Die schönste Figur der Liga ist aber die alternde Defa-Diva Rita, die sich in jede beliebige Figur verwandeln kann. Jedes Panel, in dem man über ihre Vergangenheit erfährt, ist ein Gewinn, wohingegen die meisten ihrer Actionszenen unter den Möglichkeiten bleiben. Das bedeutet nicht, dass ihre Auftritte im Haupterzählstrang nicht gefallen. Im Gegenteil hat sie die interessantesten Charaktermomente, beispielsweise wenn sie mit dem Captain über die Spannungen zwischen der ehemaligen Bundesrepublik und der DDR räsoniert. Die Serie ist immer dann am besten, wenn sie ihren Figuren kurze Momente der Ruhe gönnt und entweder zeitgeschichtlichen oder regionalen Kontext miteinbezieht.

Die Austrian Superheroes erscheinen sehr verlässlich alle zwei Monate.

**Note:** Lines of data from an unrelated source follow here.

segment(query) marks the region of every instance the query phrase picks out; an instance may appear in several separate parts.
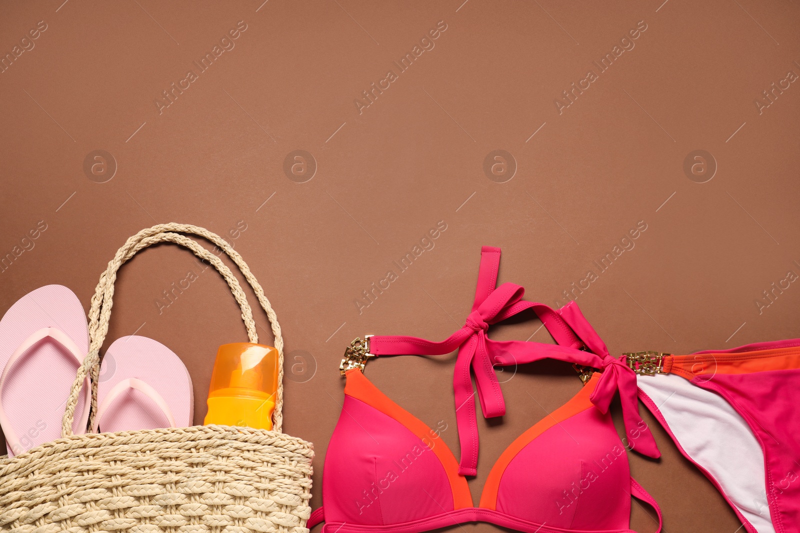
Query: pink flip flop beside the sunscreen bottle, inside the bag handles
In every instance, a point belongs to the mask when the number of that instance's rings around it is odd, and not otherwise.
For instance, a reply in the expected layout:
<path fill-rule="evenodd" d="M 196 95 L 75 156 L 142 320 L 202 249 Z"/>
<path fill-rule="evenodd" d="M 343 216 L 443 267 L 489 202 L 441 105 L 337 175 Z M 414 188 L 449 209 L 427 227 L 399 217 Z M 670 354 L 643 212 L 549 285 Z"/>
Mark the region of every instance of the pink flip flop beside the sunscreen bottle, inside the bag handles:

Gemessen daran, dass die Seitenanzahl ein amerikanisches Monatsheftchen leicht übersteigt und auch die aktuellen Serien bei Image, Vertigo und Dark Horse immer wieder Verzögerungen haben, ist das ein respektables Tempo, das die Erzählung tatsächlich voranbringt. Wenn es gelänge, die LDH ebenfalls diesem Erscheinungsrhythmus anzugleichen, könnte hier eine wirklich tolle Erzählung passieren. Falls nicht, wäre es eine Vergeudung von interessant konzipierten Figuren. Gamsbart und Jeck ausdrücklich miteingeschlossen.

Interessante Figuren und ein gutes Konzept lassen ein großes Potenzial erkennen.

Liga Deutscher Helden 1-37von10
Hrsg. Harald Havas, Erscheinungsjahr 2017 und 2018

Autoren: Jan Dinter, Harald Havas, Oliver Naatz
Zeichnungen: Martin Frei, Gerhard Schlegel, Oliver Kammel, Andreas Butzbach, Erol Lorenzo Debris

je Heft 32 Seiten, Farbe, Softcover
Preis: je Heft 4,90 Euro (Kiosk), 13,00 Euro (Limited Editions)

Leseprobe

Anmerkung der Red. (28.9.2018): Nachdem wir von führenden Fachleuten mehrfach darauf hingewiesen wurden, dass der Jeck NICHT hessisch babbelt, haben wir diesen Absatz korrigiert.